Intel continues to build out its range of new data centre products, with the arrival of its latest Atom processor for microservers and other systems.
The new chips are part of Intel’s efforts to evolve from a general-purpose chip maker to a supplier of infrastructure products for cloud-based environments.
During an event 4 September in San Francisco, company officials officially announced the low-power Atom C2000 processor family, as well as introduced new silicon for Ethernet switching and demonstrated the chip maker’s first Rack Scale Architecture (RSA) design that included Intel’s Silicon Photonics technology and a new MXC connector and optical fibre.
The new offerings and the demonstration play to the vision of the changing data centre that company executives talked about during another event in July, where such trends as greater mobility and cloud computing are creating environments where infrastructures are being asked to process massive numbers of small, lightweight workloads and to rapidly spin out new cloud services.
“The infrastructure must change in support of cloud-based services,” Diane Bryant, senior vice president and general manager of Intel’s Datacenter and Connected Systems Group, said during the event, which was Webcast.
The new infrastructure requirements mean that tech vendors like Intel must also adapt their offerings, creating more targeted products optimised for particular workloads – such as Web hosting, distributed memory caching, static Web serving and content delivery – and that are small, are highly energy-efficient and offer solid performance, Bryant said.
The Atom C2000 family – formerly code-named Avoton (for servers) and Rangeley (for networking systems) – is an example of this approach, she said.

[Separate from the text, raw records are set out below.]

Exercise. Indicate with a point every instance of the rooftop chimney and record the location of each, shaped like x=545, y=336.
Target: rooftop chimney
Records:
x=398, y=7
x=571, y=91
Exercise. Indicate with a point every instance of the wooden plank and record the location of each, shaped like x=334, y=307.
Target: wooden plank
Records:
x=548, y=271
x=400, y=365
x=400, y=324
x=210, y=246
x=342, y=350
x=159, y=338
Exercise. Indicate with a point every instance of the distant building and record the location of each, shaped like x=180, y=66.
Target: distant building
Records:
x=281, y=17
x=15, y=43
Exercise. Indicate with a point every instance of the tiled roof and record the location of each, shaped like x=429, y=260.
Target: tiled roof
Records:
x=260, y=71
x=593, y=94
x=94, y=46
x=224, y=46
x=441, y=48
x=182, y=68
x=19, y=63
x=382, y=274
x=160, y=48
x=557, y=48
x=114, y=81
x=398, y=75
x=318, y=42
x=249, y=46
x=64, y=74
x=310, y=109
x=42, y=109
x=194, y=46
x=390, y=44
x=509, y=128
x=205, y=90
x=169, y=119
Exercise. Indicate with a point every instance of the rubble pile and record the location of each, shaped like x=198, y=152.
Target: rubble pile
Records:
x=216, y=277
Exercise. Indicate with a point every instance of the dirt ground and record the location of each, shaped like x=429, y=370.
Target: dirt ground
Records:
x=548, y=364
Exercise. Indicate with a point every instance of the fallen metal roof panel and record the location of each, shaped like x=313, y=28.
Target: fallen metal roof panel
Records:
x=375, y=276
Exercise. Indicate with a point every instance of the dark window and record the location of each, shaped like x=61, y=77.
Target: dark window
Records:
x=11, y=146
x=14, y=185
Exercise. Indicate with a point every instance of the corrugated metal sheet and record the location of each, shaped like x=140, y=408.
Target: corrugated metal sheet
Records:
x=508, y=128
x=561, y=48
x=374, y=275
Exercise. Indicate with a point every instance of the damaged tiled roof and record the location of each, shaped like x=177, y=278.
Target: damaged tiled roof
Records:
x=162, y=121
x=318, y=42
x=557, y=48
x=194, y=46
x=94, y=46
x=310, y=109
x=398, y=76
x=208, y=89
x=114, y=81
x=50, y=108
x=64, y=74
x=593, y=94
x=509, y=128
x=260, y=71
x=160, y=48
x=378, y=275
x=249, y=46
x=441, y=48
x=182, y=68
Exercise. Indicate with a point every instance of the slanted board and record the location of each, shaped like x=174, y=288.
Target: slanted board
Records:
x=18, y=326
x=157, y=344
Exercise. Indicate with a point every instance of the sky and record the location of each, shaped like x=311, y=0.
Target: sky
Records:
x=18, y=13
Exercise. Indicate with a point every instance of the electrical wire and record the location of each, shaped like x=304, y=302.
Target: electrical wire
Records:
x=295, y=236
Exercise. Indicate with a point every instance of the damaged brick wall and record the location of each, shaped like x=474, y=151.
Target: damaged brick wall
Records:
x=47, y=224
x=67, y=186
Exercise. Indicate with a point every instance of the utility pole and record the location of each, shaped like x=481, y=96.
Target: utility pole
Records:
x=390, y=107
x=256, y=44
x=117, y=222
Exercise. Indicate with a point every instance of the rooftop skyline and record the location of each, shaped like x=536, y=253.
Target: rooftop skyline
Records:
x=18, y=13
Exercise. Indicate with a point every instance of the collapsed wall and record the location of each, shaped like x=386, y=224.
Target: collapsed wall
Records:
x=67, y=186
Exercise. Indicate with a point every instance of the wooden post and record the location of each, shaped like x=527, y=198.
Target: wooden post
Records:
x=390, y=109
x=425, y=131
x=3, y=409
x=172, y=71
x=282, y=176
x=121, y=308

Intel in December 2012 released Centerton, the first Atom chip created for data centre products, particularly microservers, which are very small and energy-efficient systems designed to handle the newer cloud services-based workloads.
Nine months later, Intel is releasing the C2000 lineup, which includes 13 different models designed for disparate workloads – not only microservers, but also such devices as cold storage systems and entry-level networking products, which are new product markets for the chip maker. The 22-nanometer systems-on-a-chip (SoC) are the first built using Intel’s new “Silvermont” microarchitecture, and offer seven times the performance and six times the energy efficiency of the Centerton chips.
The C2000 portfolio will feature offerings with up to eight cores, integrated Ethernet connectivity and support for up to 64 gigabytes of memory, eight times more than the Centerton chips. They will consume between six and 20 watts.
The microserver space, which is among the fastest-growing segments in the overall server market, looks to become increasingly competitive as ARM and its manufacturing partners look to move into the data center with their low-power designs. Chips based on ARM’s upcoming 64-bit ARMv8 should begin appearing next year, although some partners, including Calexda and Marvell Technology, already offer server chips based on ARM’s current 32-bit design. In addition, Applied Micro is working on a 28nm version of its X-Gene, a 64-bit ARM-based SoC.